Question

我正在尝试使用Perl来解析具有如下重复部分的文件：

System:      server1.domain.com
Start Time:  20121021T01:00:56
Stop Time:   20121021T01:00:56
Return Code: 0

Output
------
user1
user2
user3

##############################

System:      server2.domain.com
Start Time:  20121021T01:00:56
Stop Time:   20121021T01:00:56
Return Code: 0

Output
------
user1
user4
user5
user6

我可以将输入记录分隔符设置为“##############################”这将给我每个块作为单独的记录。

但我需要能够使用用户名填充哈希作为每个服务器的密钥。

实现这一目标的最佳方法是什么？

Answer 1

尝试这样做：

use strict; use warnings;
use Data::Dumper;          # one of the top 5 modules you should know

my $hash_of_hashes = {};   # a reference to a void HASH

my $current;

while (<>) {
    chomp;
    if (/^System:\s+(.+)/) {
        $current = $1;
    }
    elsif (/^([^:]+):(.+)/) {
        $hash_of_hashes->{$current}->{$1} = $2;
    }
}

print Dumper $hash_of_hashes; # Dumper is a function of Data::Dumper module
# it prints all the data structure in a human readable way

使用它：

perl script.pl input_file.txt

注意

我假设System:行始终与当前主机的第一行匹配。

Answer 2

您应该查看Perl references。

在Perl预发行版5.0中，您有三种类型的数据结构，并且只能在其中存储标量数据。
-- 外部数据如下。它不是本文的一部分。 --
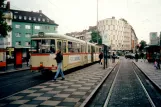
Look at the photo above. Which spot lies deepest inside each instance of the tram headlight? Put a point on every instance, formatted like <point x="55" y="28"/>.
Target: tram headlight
<point x="41" y="64"/>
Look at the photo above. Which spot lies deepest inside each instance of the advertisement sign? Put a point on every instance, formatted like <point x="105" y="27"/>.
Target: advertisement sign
<point x="74" y="58"/>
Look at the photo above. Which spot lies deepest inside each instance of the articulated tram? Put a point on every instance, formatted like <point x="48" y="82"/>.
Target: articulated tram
<point x="75" y="52"/>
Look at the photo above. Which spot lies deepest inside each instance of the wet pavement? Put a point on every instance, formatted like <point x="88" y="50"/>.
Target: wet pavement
<point x="149" y="70"/>
<point x="127" y="91"/>
<point x="73" y="91"/>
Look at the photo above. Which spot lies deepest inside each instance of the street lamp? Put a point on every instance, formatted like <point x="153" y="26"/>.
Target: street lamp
<point x="97" y="21"/>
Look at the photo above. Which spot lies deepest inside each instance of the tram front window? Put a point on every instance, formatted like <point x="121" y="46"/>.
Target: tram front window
<point x="43" y="46"/>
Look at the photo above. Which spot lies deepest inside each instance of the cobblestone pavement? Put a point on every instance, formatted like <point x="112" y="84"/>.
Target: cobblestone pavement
<point x="149" y="70"/>
<point x="71" y="92"/>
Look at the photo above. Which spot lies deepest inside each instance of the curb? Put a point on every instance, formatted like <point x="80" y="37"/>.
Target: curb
<point x="97" y="87"/>
<point x="8" y="72"/>
<point x="154" y="83"/>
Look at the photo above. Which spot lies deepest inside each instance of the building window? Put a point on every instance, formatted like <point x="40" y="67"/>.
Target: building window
<point x="18" y="43"/>
<point x="39" y="19"/>
<point x="15" y="16"/>
<point x="20" y="17"/>
<point x="37" y="27"/>
<point x="27" y="27"/>
<point x="29" y="18"/>
<point x="18" y="34"/>
<point x="28" y="35"/>
<point x="17" y="26"/>
<point x="27" y="43"/>
<point x="34" y="18"/>
<point x="43" y="20"/>
<point x="25" y="17"/>
<point x="46" y="27"/>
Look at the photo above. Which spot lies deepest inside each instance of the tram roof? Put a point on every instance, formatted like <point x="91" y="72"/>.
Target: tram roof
<point x="61" y="36"/>
<point x="151" y="46"/>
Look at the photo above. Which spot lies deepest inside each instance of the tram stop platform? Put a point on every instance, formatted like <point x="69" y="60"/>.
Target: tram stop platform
<point x="150" y="72"/>
<point x="77" y="88"/>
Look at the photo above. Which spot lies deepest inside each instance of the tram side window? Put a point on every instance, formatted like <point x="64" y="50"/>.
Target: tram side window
<point x="74" y="47"/>
<point x="43" y="46"/>
<point x="82" y="48"/>
<point x="52" y="46"/>
<point x="89" y="49"/>
<point x="64" y="47"/>
<point x="59" y="45"/>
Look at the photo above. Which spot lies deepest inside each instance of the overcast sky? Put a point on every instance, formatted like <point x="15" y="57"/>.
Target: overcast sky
<point x="77" y="15"/>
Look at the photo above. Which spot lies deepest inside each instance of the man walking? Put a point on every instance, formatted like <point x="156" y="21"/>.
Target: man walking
<point x="59" y="59"/>
<point x="100" y="57"/>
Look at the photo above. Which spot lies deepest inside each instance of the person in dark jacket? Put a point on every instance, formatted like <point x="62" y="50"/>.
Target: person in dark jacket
<point x="28" y="58"/>
<point x="100" y="57"/>
<point x="59" y="59"/>
<point x="136" y="57"/>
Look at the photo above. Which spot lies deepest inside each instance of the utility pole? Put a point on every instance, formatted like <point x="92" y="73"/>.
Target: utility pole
<point x="97" y="21"/>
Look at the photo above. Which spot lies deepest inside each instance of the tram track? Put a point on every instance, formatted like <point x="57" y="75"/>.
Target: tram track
<point x="138" y="91"/>
<point x="15" y="83"/>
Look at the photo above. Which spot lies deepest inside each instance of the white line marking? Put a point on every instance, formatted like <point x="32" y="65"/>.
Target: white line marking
<point x="150" y="100"/>
<point x="110" y="92"/>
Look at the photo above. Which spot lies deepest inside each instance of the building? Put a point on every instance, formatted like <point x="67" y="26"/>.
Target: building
<point x="118" y="32"/>
<point x="83" y="35"/>
<point x="24" y="24"/>
<point x="154" y="39"/>
<point x="134" y="40"/>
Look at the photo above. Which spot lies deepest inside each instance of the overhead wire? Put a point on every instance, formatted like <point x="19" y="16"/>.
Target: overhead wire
<point x="59" y="9"/>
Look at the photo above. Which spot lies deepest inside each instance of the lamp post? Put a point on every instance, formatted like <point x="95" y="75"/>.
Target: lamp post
<point x="97" y="21"/>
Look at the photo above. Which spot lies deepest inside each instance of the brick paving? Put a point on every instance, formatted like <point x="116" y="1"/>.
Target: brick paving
<point x="71" y="92"/>
<point x="149" y="70"/>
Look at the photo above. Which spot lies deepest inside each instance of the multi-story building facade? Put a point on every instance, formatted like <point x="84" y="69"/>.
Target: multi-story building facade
<point x="154" y="39"/>
<point x="84" y="35"/>
<point x="118" y="33"/>
<point x="25" y="24"/>
<point x="134" y="40"/>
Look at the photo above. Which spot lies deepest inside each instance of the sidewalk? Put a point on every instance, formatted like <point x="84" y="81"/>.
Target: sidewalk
<point x="11" y="68"/>
<point x="149" y="70"/>
<point x="74" y="91"/>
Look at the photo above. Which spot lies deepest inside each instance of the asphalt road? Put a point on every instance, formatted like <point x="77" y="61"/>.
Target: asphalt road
<point x="18" y="81"/>
<point x="122" y="88"/>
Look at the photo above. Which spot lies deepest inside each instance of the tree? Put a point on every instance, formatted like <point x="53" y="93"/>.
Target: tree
<point x="94" y="36"/>
<point x="4" y="28"/>
<point x="142" y="45"/>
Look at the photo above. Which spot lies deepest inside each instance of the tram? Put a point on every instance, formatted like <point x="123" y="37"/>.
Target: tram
<point x="151" y="52"/>
<point x="75" y="52"/>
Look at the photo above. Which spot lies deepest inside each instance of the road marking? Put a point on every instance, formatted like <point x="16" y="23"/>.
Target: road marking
<point x="110" y="92"/>
<point x="149" y="98"/>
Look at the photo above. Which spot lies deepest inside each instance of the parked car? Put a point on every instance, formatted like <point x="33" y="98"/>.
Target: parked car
<point x="131" y="56"/>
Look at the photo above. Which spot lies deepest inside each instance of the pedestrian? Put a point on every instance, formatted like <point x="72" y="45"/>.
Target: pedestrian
<point x="100" y="57"/>
<point x="142" y="56"/>
<point x="158" y="60"/>
<point x="59" y="59"/>
<point x="155" y="64"/>
<point x="113" y="57"/>
<point x="136" y="57"/>
<point x="28" y="58"/>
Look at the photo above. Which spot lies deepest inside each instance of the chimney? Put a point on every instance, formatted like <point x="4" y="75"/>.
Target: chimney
<point x="40" y="11"/>
<point x="8" y="5"/>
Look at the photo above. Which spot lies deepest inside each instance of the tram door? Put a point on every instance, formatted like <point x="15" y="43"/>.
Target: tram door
<point x="59" y="45"/>
<point x="92" y="53"/>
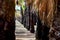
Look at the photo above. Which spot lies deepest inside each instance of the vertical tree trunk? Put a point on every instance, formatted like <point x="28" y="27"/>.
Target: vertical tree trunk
<point x="7" y="14"/>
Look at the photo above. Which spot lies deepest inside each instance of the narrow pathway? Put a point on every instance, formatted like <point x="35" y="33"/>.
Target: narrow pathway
<point x="22" y="33"/>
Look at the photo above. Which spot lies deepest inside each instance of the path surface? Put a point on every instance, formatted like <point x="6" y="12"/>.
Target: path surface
<point x="22" y="33"/>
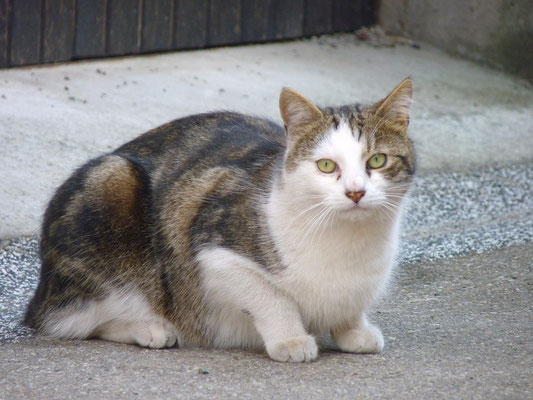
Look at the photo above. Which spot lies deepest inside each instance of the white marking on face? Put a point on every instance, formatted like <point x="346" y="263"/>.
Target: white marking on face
<point x="342" y="146"/>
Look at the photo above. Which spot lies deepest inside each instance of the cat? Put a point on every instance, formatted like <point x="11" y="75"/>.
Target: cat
<point x="225" y="230"/>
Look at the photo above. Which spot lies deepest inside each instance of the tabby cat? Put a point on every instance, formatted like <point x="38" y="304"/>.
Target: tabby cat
<point x="225" y="230"/>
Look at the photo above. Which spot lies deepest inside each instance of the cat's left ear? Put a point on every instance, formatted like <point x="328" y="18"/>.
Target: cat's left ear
<point x="297" y="112"/>
<point x="396" y="106"/>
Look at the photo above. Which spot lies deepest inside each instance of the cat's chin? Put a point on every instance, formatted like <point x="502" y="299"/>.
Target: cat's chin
<point x="356" y="212"/>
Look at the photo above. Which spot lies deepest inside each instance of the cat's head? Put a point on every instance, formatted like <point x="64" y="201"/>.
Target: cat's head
<point x="353" y="160"/>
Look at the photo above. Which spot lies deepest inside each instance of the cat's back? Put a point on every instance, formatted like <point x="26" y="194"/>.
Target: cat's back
<point x="206" y="140"/>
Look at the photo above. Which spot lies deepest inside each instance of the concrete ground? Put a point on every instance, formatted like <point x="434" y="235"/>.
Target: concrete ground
<point x="458" y="317"/>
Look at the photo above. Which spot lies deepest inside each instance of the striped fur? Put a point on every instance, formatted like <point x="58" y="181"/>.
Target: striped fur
<point x="219" y="230"/>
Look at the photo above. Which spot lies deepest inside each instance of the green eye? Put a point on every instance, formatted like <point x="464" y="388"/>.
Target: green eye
<point x="377" y="161"/>
<point x="326" y="165"/>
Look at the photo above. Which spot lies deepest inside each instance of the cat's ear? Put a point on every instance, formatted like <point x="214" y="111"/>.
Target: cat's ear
<point x="397" y="105"/>
<point x="296" y="111"/>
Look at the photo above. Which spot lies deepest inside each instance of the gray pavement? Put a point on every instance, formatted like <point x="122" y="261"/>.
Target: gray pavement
<point x="456" y="328"/>
<point x="458" y="317"/>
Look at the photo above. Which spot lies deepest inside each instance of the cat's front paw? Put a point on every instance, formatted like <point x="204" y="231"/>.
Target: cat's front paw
<point x="294" y="349"/>
<point x="367" y="339"/>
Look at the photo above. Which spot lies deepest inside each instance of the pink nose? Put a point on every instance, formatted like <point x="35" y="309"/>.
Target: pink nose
<point x="355" y="196"/>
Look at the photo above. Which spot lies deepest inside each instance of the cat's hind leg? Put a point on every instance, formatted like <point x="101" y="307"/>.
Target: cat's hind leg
<point x="123" y="316"/>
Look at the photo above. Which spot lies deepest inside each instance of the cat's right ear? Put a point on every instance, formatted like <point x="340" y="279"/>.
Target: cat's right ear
<point x="296" y="111"/>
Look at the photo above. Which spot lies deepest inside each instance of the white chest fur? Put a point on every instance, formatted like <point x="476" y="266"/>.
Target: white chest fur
<point x="334" y="275"/>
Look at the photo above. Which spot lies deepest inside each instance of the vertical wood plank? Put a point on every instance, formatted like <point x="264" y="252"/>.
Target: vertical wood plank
<point x="317" y="17"/>
<point x="25" y="38"/>
<point x="58" y="32"/>
<point x="256" y="20"/>
<point x="4" y="30"/>
<point x="347" y="15"/>
<point x="123" y="27"/>
<point x="224" y="25"/>
<point x="157" y="25"/>
<point x="271" y="19"/>
<point x="190" y="24"/>
<point x="368" y="12"/>
<point x="90" y="28"/>
<point x="287" y="19"/>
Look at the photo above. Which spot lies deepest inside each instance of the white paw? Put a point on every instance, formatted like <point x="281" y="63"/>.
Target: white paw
<point x="156" y="334"/>
<point x="362" y="340"/>
<point x="294" y="349"/>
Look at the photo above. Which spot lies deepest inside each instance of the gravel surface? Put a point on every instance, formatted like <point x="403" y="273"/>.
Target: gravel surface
<point x="448" y="215"/>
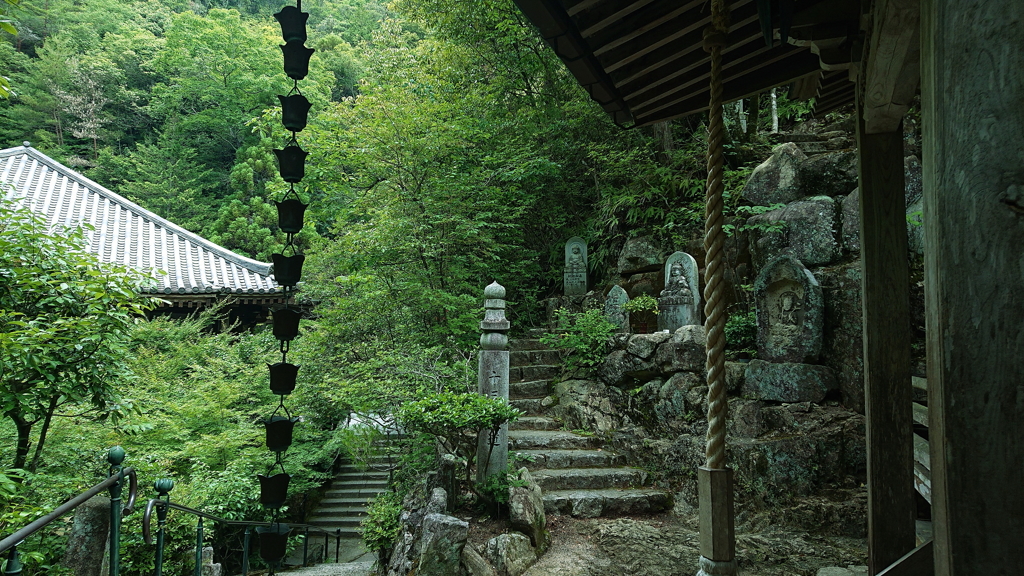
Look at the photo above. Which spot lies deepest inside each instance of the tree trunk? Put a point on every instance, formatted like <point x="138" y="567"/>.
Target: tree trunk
<point x="24" y="439"/>
<point x="42" y="433"/>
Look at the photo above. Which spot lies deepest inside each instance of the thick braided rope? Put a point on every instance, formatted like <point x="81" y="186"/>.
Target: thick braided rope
<point x="714" y="248"/>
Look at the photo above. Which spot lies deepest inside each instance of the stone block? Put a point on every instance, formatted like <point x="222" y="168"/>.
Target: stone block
<point x="776" y="179"/>
<point x="510" y="553"/>
<point x="526" y="510"/>
<point x="787" y="381"/>
<point x="833" y="173"/>
<point x="805" y="230"/>
<point x="639" y="254"/>
<point x="442" y="542"/>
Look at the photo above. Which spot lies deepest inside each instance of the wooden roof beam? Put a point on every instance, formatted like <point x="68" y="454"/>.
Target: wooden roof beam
<point x="892" y="70"/>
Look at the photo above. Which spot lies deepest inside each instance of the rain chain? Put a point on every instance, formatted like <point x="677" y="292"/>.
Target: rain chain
<point x="288" y="271"/>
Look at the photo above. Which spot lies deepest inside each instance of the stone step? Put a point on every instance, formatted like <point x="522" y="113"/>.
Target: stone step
<point x="554" y="459"/>
<point x="529" y="358"/>
<point x="589" y="479"/>
<point x="332" y="523"/>
<point x="340" y="509"/>
<point x="536" y="423"/>
<point x="528" y="406"/>
<point x="593" y="503"/>
<point x="353" y="492"/>
<point x="532" y="388"/>
<point x="538" y="372"/>
<point x="557" y="440"/>
<point x="527" y="344"/>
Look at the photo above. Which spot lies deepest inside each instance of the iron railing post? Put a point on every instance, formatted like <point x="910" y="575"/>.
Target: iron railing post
<point x="13" y="563"/>
<point x="199" y="547"/>
<point x="115" y="456"/>
<point x="245" y="551"/>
例如，我可以有一个哈希值，但哈希值的每个值都可以是一个字符串或数字。

Perl 5.0引入了参考资料。引用是指向到另一个数据结构的数据。例如，您可以使用表示服务器的哈希值。散列的每个成员指向包含用户的另一个散列（如果您愿意，还可以指定用户列表）。

例如，您有一个如下所示的哈希：

$system{server1.domain.com}  --->  $anon_array[0] = "user1"
                                   $anon_array[1] = "user2"
                                   $anon_array[2] = "user3"

$system{server2.domain.com}  ----> $another_anon_array[0] = "user1"
                                   $another_anon_array[1] = "user2"
                                   $another_anon_array[2] = "user3"
                                   $another_anon_array[3] = "user4"

您可以在上面看到，%system哈希的键实际指向内存中包含用户列表的某个数组。这些数组没有@foo或@bar等名称。您可以访问它们的唯一方法是使用%system哈希。因此，它们被称为匿名数组。

要创建引用，请在变量前添加反斜杠：

$my_reference = \%my_hash

现在，$my_reference指向散列%my_hash的成员。如果我想再次将引用引入哈希，我会在它之前加上哈希符号（%）：

%bar = %{$my_reference};

您可以使用->语法来表明某些内容指向引用：

$foo->[0];   Points to the first member of an anonymous array.

$bar = [];    #Sets $bar to be a reference to an anonymous array
$foo = {};    #Sets $foo to be a reference to an anonymous hash.

现在，真正的乐趣可以开始了！您现在可以存储整个数据结构，而不是存储单个值。

想象一下这样的事情：

my %system;   #Normal hash keyed by domain name

$system{server1} = {};  # This points to an anonymous hash!
$system{server1}->{START}  = "20121021T01:00:56";
$system{server1}->{STOP}   = "20121021T01:00:56";
$system{server1}->{RETURN} = 0;
$system{server1}->{USERS} = [];  #This hash entry points to an anonymous array
$system{server1}->{USERS}->[0] = "user1";
$system{server1}->{USERS}->[1] = "user2";
$system{server1}->{USERS}->[2] = "user3";

等server2。您有一个由域名键入的哈希%system。 %system哈希中的每个域都有START时间STOP时间，RETURN值，以及该系统上的USERS列表。 server1的开始时间是多少？它是$system{server1}->{START}。 system2上的用户列表是什么？它是@{ $system{server2}->{USERS} }（存储在$system{server2}->{USERS}中的数组的解引用）。

这种新的思维方式需要一些使用，但你可以看到它有助于将你的数据保持在一个单一的结构中。

当然，对于复杂的数据结构来说，存在一些问题。例如：

use strict;
use warnings;

my %server;
$servre{domain1} = "10.10.1.20";

会因为我从未声明$servre而失败。但是：

use strict;
use warnings;
my $hash = {};
$hash->{SERVRE}->{domain1} = "10.10.1.20";

工作得很好。在这种情况下，SERVRE是哈希引用的关键，而不是变量。在这种情况下，use strict;编译指示不会检测到我的拼写错误。这将引导您进入下一步：面向对象的Perl。但是，首先要了解这些新的复杂数据结构及其工作原理。在程序中使用它们之后，您可以开始研究面向对象编程将如何帮助驯服它们造成的混乱。

Answer 3

一个有趣的问题，这让我想要使用paragraph mode。当然，使用####...作为输入记录分隔符是一个想法，但它有点不稳定而且不那么灵活。例如，$/必须是 literal ，这意味着您必须拥有确切的字符数。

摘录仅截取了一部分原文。